Last week a new study from Australia reported that children raised by same-sex couples fare even better than those raised in normal biological families. The study cited couples' rejection of normal gender roles, focus on resilience in spite of social stigma, and prior planning as some of the possible reasons that the children of gay parents fare better. The study used a convenience sample that included 390 same-sex households with children up to 17 years old. Despite these positive conclusions, this study only minimally helps a gay community already winning handily in the courtroom. Furthermore, the study hurts the community by shifting the debate from one of inalienable rights to one of rights based on equal or superior performance, an irrelevant need to scientifically "prove" we are normal in a straight-centric world.
Don't get me wrong: The study is interesting. Many of the intangibles it cites seem to confirm my own life experience. Adopted at age 6 by a gay single father through Child Protective Service (i.e., "the system"), I faced stigma because of my background. Despite my father's success in raising me, some close friends and family members have asked me over the years how I would have done with two parents instead of one. And early on, I was still very uncomfortable about telling others my father is gay, fearing that I would be made fun of at school. Honestly, we had a rough first few years, but the keys to my well-being always lay in my father's dedication, not in my beginning odds or "biological kinship."
I don't forget the surprised looks I still get from professors and close friends when they find out that I went through three foster homes in the course of two years. These acquaintances are even more surprised when they hear that my caseworker actually preferred a single parent to a two-parent household because of my particular need for one-on-one attention. For me, "normal" was not necessarily better.
I have spent much of my journalistic career pointing to my accomplishments as vindication for my father's "abnormal" parenting. When a highly controversial sociological study was published by Mark Regenerus, of my university, the University of Texas at Austin, claiming children of gay parents do worse than those of straight biological families, my father and I joked that each university award was now a political statement, a poke in the eye to those who said that gays couldn't raise children. My adoptive background added emphasis to this narrative.
But the media narrative around the Australian study is fundamentally flawed. I'm tired of children of gay parents having to be "extraordinary" at excelling at pleasing a historically discriminatory majority. Such a mentality harkens back to the "'90s time warp" that HuffPost Gay Voices editor-at-large Michelangelo Signorile refers to in the battle for employment nondiscrimination. According to this mentality, the best way forward for equality is not to demand a right that every U.S. citizen deserves, the right to enter into a civil contract with another consenting adult, directly, but to flood the heterosexual-centric world with evidence that gays can beat them "at their own game."
Mainstream gay-rights groups fail to realize that sociological studies, negative or positive, shift the ground in favor of traditionalists who tie gay marriage to "a child's well-being" and box the LGBT community into a conformist mindset.
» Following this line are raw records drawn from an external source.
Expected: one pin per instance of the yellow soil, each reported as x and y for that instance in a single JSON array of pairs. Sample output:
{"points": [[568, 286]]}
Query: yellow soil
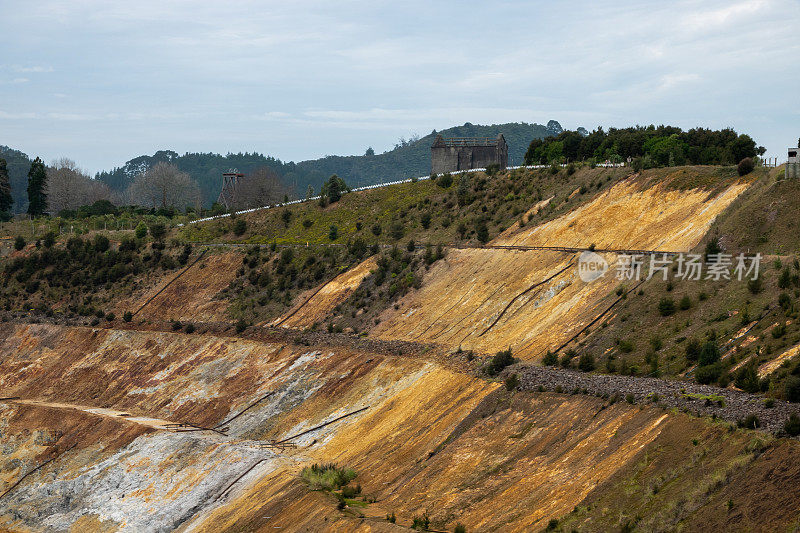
{"points": [[771, 366], [463, 295], [318, 303]]}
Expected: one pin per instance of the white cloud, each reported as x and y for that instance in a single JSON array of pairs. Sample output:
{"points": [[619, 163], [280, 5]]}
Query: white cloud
{"points": [[34, 68]]}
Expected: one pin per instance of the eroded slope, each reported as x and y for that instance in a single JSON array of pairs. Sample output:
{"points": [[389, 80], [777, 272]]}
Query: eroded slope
{"points": [[539, 301]]}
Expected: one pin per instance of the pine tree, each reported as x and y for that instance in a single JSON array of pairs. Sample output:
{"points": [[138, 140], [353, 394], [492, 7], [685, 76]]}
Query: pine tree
{"points": [[37, 197], [6, 200]]}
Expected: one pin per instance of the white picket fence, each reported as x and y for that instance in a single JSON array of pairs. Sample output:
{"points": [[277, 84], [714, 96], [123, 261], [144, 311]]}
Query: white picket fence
{"points": [[376, 186]]}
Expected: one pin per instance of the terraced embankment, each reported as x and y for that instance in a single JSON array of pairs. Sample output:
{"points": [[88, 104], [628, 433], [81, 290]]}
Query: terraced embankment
{"points": [[432, 440], [318, 303], [188, 295], [533, 301]]}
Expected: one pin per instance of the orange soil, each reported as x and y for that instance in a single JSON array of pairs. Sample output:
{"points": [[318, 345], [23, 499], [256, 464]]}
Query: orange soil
{"points": [[315, 305], [463, 295], [191, 296]]}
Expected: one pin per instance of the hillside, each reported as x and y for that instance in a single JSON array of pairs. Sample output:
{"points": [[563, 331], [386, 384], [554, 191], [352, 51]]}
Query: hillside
{"points": [[18, 166], [411, 158], [298, 378]]}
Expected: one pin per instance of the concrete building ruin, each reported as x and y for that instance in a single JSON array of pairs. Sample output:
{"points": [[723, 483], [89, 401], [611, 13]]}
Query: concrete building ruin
{"points": [[793, 164], [463, 153]]}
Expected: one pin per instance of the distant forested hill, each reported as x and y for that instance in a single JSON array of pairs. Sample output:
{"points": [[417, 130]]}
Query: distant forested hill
{"points": [[18, 166], [409, 158]]}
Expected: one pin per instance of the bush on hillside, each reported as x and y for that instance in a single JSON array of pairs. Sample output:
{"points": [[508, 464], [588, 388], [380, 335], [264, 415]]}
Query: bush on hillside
{"points": [[550, 359], [705, 375], [746, 166], [327, 476], [586, 362], [512, 382], [158, 231], [791, 389], [792, 426], [499, 362], [141, 230], [666, 306], [445, 180]]}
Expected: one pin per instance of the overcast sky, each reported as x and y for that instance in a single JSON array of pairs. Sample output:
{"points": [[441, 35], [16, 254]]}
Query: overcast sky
{"points": [[102, 82]]}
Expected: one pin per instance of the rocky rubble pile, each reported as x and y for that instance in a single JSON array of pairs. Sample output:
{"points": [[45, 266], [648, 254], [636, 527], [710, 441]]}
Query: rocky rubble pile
{"points": [[703, 400]]}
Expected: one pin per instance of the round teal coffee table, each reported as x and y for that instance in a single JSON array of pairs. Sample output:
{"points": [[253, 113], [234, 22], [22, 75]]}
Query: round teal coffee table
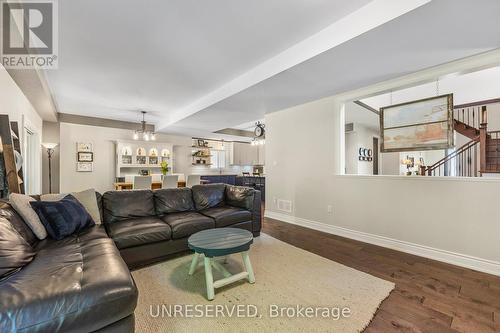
{"points": [[221, 242]]}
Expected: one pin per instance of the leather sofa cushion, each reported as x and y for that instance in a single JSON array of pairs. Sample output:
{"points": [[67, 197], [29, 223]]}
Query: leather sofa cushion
{"points": [[227, 215], [239, 196], [122, 205], [173, 200], [139, 231], [185, 224], [15, 252], [76, 284], [208, 196]]}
In the meantime, conservatives scientists, such as Regnerus, can wax on (somewhat correctly, but not without irony) about the methodological concerns of convenience sampling (recruiting participants from the community). Such tactics muddy the social waters by ignoring the deeper flaws and hidden agendas in these scientists' own work. Clinging to these benchmarks of scientific approval, whether studies showing superiority of non-difference, can send the message that gays and their children need to "fit" or "exceed" on the normality curve. They don't. The LGBT community I cherish is not that of materialist "A-gays" from the Human Rights Campaign but eclectic, coffee-shop-going father figures who taught me about radical politics, artistic talent, multiculturalism, overcoming historical prejudices, and recognizing internal political conflicts within the community itself.
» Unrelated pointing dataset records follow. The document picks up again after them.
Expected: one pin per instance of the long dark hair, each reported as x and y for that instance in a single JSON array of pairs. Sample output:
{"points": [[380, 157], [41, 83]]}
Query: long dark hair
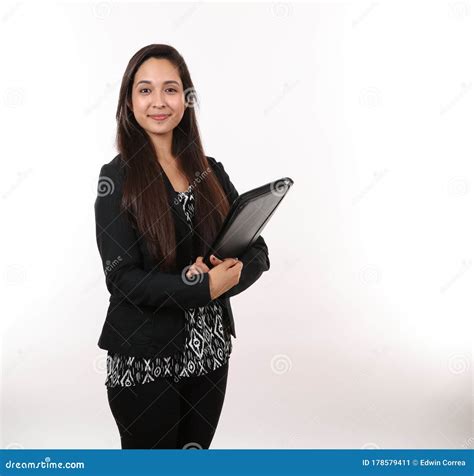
{"points": [[144, 191]]}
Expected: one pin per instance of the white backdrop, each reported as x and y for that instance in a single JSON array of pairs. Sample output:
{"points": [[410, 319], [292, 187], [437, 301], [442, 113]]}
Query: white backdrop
{"points": [[360, 335]]}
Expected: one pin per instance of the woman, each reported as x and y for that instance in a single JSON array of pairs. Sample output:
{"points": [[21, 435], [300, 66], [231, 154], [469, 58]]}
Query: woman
{"points": [[160, 204]]}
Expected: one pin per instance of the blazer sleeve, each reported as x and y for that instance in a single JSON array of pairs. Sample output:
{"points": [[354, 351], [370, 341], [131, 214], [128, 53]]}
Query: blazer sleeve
{"points": [[122, 259], [255, 260]]}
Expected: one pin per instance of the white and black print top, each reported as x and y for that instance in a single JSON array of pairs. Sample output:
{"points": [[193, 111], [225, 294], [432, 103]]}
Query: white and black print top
{"points": [[208, 344]]}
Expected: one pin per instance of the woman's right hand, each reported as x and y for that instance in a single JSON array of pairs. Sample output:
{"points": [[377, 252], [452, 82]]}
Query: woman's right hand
{"points": [[224, 276]]}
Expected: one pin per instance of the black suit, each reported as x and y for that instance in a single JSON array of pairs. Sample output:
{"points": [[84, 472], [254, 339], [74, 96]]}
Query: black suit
{"points": [[146, 316]]}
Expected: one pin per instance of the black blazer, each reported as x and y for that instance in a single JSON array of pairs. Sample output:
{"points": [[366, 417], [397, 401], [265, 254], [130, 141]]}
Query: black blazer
{"points": [[146, 313]]}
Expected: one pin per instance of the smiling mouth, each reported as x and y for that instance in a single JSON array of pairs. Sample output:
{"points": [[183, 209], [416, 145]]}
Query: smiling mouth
{"points": [[160, 117]]}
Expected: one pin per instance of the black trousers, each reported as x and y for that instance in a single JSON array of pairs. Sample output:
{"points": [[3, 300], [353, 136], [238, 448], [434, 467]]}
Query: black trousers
{"points": [[164, 414]]}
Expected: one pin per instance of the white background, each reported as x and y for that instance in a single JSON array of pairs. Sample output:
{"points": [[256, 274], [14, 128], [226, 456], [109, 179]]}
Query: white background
{"points": [[360, 335]]}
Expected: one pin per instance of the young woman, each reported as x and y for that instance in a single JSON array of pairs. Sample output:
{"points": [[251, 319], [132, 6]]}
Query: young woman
{"points": [[160, 204]]}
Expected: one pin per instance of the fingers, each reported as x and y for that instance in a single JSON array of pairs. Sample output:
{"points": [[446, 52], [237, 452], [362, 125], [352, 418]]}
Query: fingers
{"points": [[198, 267]]}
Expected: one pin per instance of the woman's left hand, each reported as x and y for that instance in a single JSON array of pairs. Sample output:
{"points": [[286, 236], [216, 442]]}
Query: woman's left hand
{"points": [[199, 266]]}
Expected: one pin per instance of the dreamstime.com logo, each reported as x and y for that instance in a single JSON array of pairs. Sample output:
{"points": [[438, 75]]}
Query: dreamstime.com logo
{"points": [[110, 265], [46, 464]]}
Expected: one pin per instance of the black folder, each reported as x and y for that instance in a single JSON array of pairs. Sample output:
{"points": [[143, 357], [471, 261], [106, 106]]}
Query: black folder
{"points": [[247, 217]]}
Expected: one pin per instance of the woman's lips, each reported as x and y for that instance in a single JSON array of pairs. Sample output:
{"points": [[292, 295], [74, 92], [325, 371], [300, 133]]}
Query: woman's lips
{"points": [[160, 117]]}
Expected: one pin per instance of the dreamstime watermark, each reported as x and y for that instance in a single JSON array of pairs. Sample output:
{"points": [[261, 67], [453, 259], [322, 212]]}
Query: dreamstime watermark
{"points": [[199, 176], [280, 187], [111, 265], [105, 186]]}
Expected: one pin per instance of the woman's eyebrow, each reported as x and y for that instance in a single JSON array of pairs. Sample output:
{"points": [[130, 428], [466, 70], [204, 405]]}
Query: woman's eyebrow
{"points": [[147, 81]]}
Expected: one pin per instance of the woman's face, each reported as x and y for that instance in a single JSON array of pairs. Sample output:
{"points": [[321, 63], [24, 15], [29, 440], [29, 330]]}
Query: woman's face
{"points": [[158, 90]]}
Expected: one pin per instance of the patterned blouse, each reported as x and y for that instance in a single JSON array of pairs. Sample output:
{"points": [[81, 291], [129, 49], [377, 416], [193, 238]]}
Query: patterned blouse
{"points": [[208, 344]]}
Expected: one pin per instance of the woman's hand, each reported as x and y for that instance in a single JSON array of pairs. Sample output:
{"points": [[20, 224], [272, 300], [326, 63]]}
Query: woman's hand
{"points": [[197, 267], [200, 267]]}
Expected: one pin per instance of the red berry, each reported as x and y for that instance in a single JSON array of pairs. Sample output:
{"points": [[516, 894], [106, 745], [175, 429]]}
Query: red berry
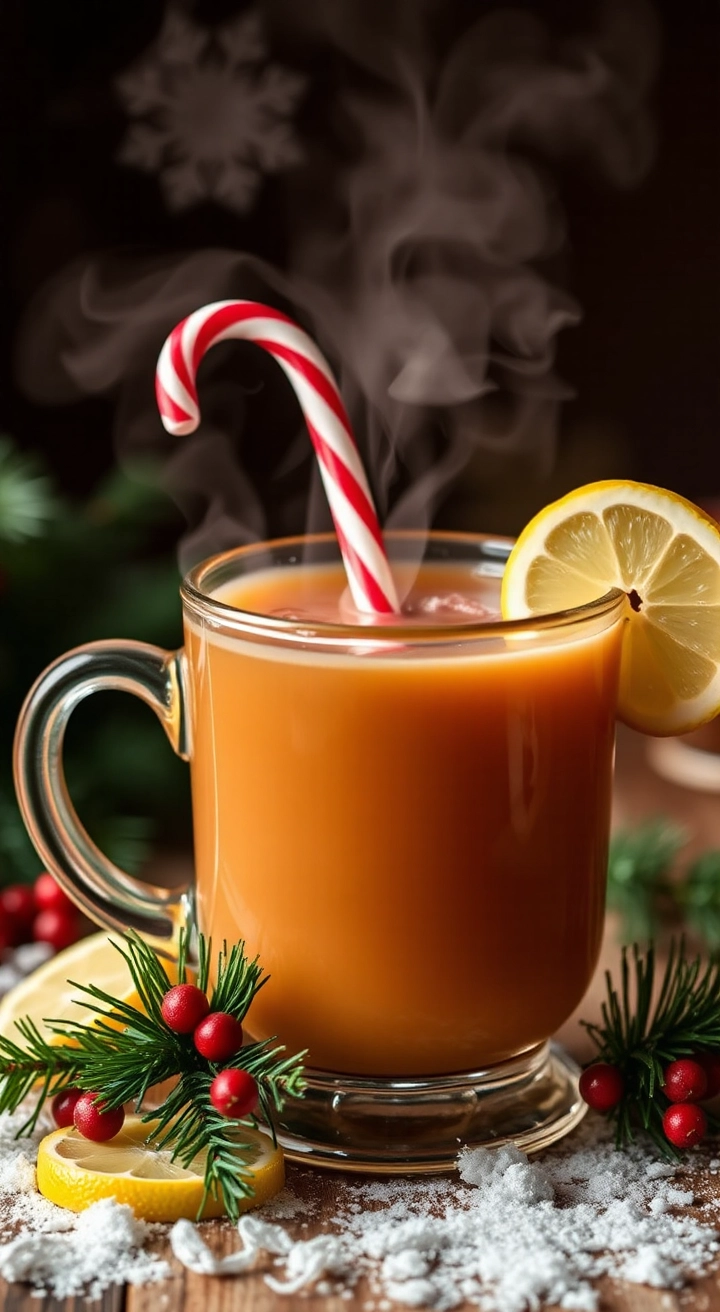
{"points": [[93, 1122], [601, 1085], [49, 895], [63, 1107], [17, 903], [55, 926], [685, 1125], [685, 1081], [234, 1093], [218, 1037], [710, 1063], [184, 1006]]}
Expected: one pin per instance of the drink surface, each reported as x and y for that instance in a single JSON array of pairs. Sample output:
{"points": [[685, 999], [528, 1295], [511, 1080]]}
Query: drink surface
{"points": [[415, 849], [441, 594]]}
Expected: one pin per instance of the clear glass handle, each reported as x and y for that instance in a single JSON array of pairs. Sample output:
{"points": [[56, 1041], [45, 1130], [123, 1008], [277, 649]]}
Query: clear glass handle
{"points": [[105, 892]]}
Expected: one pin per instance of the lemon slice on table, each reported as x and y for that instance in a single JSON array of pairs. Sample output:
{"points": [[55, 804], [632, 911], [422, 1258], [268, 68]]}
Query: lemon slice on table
{"points": [[46, 993], [664, 554], [75, 1172]]}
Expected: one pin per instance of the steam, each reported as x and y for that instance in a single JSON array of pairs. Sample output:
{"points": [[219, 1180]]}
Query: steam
{"points": [[430, 272]]}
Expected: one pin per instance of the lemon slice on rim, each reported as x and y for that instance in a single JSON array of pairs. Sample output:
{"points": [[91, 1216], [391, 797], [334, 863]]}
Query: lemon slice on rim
{"points": [[75, 1172], [46, 993], [664, 554]]}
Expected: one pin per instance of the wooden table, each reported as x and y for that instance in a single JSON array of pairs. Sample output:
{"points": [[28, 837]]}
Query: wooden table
{"points": [[639, 794]]}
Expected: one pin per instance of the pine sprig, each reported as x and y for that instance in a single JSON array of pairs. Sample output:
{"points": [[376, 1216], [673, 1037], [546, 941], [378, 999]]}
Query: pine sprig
{"points": [[126, 1050], [644, 1029]]}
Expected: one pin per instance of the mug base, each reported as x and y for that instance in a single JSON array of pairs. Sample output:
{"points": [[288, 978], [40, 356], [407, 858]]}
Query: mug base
{"points": [[411, 1126]]}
The intense fight for equality and stability remains crucial for a child's well-being, which is why so many reactionaries seem to be fighting against greater legal protections. But a child's success doesn't always show up on the charts. My early successes didn't. LGBT parents should emphasize community diversity, solidarity, and yes, abnormality, which teaches the tolerance and respect necessary to negotiate and bridge different points of view. The LGBT struggle also can instill within its youngest members a sense of civic duty and a conviction that participating in political processes impacts their lives. With rulings in favor of marriage equality coming down each day from the courts, it's time for the gay community to stop paying so much attention to numbers crunchers and simply keep convincing the public that civil marriage in a secular state is not a privilege but a right.
If, however, in the push for marriage equality, the LGBT community attempts to become "normal," it will have won an important battle but lost an even more important war.